I have an Apache Flink application that I have deployed on Kinesis Data analytics.
This application reads from Kafka and writes to S3. The S3 bucket structure it writes to is computed using a BucketAssigner.A stripped down version of the BucketAssigner here
The problem I have is, let us say we have to write to this directory structure: s3://myBucket/folder1/folder2/folder3/myFile.json
Before making the PUT
request, it makes a the following HEAD
requests:
HEAD /folder1
HEAD /folder1/folder2
HEAD /folder1/folder2/folder3/
And then it makes the PUT
request.
It is doing it for each and every request, which is causing S3 rate limiting and there by backpressure in my FLink application.
I found that someone had a similar issue with BucketingSink: https://lists.apache.org/thread/rbp2gdbxwdrk7zmvwhd2bw56mlwokpzz
The solution mentioned there was to switch to StreamingFileSink which is what I am doing .
Any ideas on how to fix this in StreamingFileSink?
My SinkConfig is as follows:
StreamingFileSink
.forRowFormat(new Path(s3Bucket), new JsonEncoder<>())
.withBucketAssigner(bucketAssigner)
.withRollingPolicy(DefaultRollingPolicy.builder()
.withRolloverInterval(60000)
.build())
.build()
The JsonEncoder takes the object and converts it to json and writes out bytes like this
I have described more details about how the whole pipeline works in this question if that helps in anyway: Heavy back pressure and huge checkpoint size
CodePudding user response:
The Hadoop S3 file system tries to imitate a filesystem on top of S3. This means that:
- before writing a key it checks if the "parent directory" exists by checking for a key with the prefix up to the last "/"
- it creates empty marker files to mark the existence of such a parent directory
- all these "existence" requests are S3 HEAD requests which are both expensive and start to violate consistent read-after-create visibility
As a result, the Hadoop S3 file system has very high "create file" latency and it hits request rate limits very quickly (HEAD requests have very low request rate limits on S3).
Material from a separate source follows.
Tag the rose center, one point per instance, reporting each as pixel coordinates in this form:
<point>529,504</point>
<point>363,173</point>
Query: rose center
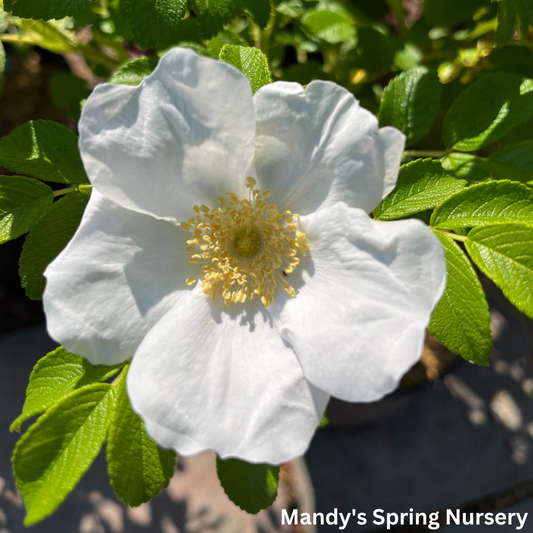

As a consequence, it's best to find ways to write to fewer distinct files.
You might also explore using entropy injection. Entropy injection is happening at the file system level, so it should work with the FileSink. Except I'm not sure how it will interact with the partitioning/bucketing being done by the sink, so you may or may not find it useable in practice. If you try it, please report back!